Acetaminophen is often an appropriate first choice, given its relatively low potential for renal, cardiac, and gastrointestinal toxicity relative to NSAIDs. The potential of hepatic toxicity with acetaminophen use requires attention to dosing, and caution should be taken not to overlook the acetaminophen present in pain relievers that combine the compound with narcotics or other active drugs. NSAIDs may be more effective at ameliorating inflammatory pain, but they present more toxicity concerns, and their use must be closely monitored. Neuropathic type pain may respond to antidepressants or anticonvulsants.17,20,21
Opioids are more potent pain relievers, and their effectiveness and lack of end-organ toxicity compared with that of NSAIDs may make them an appropriate choice for some patients.
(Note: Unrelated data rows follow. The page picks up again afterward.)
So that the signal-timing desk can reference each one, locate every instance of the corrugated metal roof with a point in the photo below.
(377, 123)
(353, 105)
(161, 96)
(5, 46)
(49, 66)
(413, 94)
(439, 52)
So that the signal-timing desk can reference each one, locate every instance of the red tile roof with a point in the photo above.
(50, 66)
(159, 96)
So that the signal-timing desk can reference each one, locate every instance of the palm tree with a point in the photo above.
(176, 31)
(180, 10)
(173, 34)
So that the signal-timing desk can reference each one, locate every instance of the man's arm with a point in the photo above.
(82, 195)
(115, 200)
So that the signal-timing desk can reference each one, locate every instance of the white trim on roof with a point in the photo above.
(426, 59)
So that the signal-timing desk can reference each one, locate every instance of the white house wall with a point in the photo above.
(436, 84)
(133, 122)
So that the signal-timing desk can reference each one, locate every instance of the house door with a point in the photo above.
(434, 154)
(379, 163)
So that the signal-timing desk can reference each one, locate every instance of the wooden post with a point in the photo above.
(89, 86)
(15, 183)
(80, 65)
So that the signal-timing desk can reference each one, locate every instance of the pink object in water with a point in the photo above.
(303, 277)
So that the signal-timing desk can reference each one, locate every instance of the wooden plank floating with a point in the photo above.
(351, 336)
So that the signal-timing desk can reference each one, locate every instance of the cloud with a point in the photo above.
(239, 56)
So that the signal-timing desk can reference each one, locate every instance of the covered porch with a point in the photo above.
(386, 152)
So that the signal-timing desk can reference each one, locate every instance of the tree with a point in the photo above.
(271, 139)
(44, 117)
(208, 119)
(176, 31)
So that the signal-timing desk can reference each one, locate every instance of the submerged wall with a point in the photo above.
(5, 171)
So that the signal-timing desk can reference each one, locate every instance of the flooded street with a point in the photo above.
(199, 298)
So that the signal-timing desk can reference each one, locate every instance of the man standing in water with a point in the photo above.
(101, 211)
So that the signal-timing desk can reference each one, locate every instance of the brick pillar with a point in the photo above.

Sedation, ataxia, falls, psychiatric side effects, constipation, and orthostatic hypotension are important considerations with opioid use. Pain appears to contribute to agitation in many dementia patients, and recent studies have suggested that pain management including opioids can reduce agitation.22 In the context of dementia and reduced life expectancy, dependency is less of a concern. However, many physicians remain uneasy about using opioids, and these drugs are likely underused in this population. A cautious approach to opioid dosing is recommended and requires beginning with low doses and carefully observing the patient for adverse effects. When discussing opioid use with the patient and his or her family, physicians can dispel the myth that properly administered opioids hasten death.
When pain is thought to be persistent, a regular dosing schedule is recommended over an “only as-needed” approach. A lack of consensus among physicians and various members of the nursing staff who encounter the patient over time may hinder as-needed dosing schedules, with different providers responding differently to the same written orders.